The argument for Lefkada
William Dörpfeld, who had started his career as an assistant to Schliemann, had a different theory. For him, Homer’s hero was a native of Lefkada. Dörpfeld’s hypothesis was based on his study of the Odyssey, with particular reference to the verses in which the shipwrecked Odysseus describes his beloved homeland to the King of the Phaeacians. Dörpfeld began excavating on Lefkada in 1900 and continued until 1910, during which time his discoveries, ideas and opinions caused something of a schism in the world of archaeology. In 1927, he published a summary of his theories, though there was still no absolute proof that King Odysseus was a native of Lefkada.
Or could it be Kefalonia?
Captain Corelli might be most associated with Kefalonia in the modern imagination, but according to some, the most enduring literary character in the island’s multi-millennial history is in fact Odysseus. “But what about Ithaca and Lefkada?”, you might ask.
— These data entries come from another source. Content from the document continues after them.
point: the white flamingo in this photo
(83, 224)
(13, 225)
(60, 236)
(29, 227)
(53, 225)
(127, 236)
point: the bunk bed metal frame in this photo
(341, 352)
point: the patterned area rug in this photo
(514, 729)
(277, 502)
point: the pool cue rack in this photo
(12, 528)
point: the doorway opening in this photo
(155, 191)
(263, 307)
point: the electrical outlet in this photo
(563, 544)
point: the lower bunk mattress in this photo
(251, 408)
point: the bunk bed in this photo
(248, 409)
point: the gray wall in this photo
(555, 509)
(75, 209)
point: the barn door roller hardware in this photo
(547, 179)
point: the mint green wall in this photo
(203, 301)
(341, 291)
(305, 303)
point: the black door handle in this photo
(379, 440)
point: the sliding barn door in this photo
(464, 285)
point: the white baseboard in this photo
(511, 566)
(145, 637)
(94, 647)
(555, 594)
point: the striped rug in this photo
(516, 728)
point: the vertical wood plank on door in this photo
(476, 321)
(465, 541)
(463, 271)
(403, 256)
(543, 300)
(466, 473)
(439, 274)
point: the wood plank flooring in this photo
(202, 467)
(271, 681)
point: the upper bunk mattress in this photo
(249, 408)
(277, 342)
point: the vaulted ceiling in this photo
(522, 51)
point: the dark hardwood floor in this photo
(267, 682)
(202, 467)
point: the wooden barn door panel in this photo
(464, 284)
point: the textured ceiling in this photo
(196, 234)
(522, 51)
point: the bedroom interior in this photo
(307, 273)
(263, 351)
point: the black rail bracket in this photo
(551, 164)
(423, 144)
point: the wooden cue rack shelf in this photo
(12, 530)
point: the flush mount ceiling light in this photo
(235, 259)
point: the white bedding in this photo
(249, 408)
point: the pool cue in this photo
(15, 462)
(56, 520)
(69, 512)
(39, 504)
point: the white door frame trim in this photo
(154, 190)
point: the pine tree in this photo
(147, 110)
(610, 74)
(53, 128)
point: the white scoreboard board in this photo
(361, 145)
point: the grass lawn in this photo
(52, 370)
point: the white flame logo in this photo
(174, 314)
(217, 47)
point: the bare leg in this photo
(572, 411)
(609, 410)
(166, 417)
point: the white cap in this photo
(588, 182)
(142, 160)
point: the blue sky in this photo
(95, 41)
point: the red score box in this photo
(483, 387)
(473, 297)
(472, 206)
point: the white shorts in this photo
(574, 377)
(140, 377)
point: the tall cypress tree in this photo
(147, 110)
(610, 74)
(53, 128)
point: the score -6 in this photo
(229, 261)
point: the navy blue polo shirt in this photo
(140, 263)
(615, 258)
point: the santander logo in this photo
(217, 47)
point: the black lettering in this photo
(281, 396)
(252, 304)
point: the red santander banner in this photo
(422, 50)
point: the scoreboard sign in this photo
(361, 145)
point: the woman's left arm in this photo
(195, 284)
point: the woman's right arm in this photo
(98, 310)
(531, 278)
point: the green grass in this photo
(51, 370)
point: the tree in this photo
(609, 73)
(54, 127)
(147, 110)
Well, many experts believe that Odysseus’ description of his home island (see the opening quote) doesn’t tally with the actual geographical position or topography of Ithaca. In his 2005 book, Odysseus Unbound, Robert Bittlestone argues that Kefalonia’s northern Paliki peninsula is a much closer match to Homer’s Ithaca than the Ithaca we know today. The narrow strip of land connecting the peninsula to the main body of Kefalonia, says Bittlestone, was once submerged, meaning that in Homer’s times Paliki had been an island in its own right. Geological surveys support this theory, demonstrating that a series of earthquakes later caused tectonic uplift of the seabed, effectively raising it above sea level until the two islands were linked.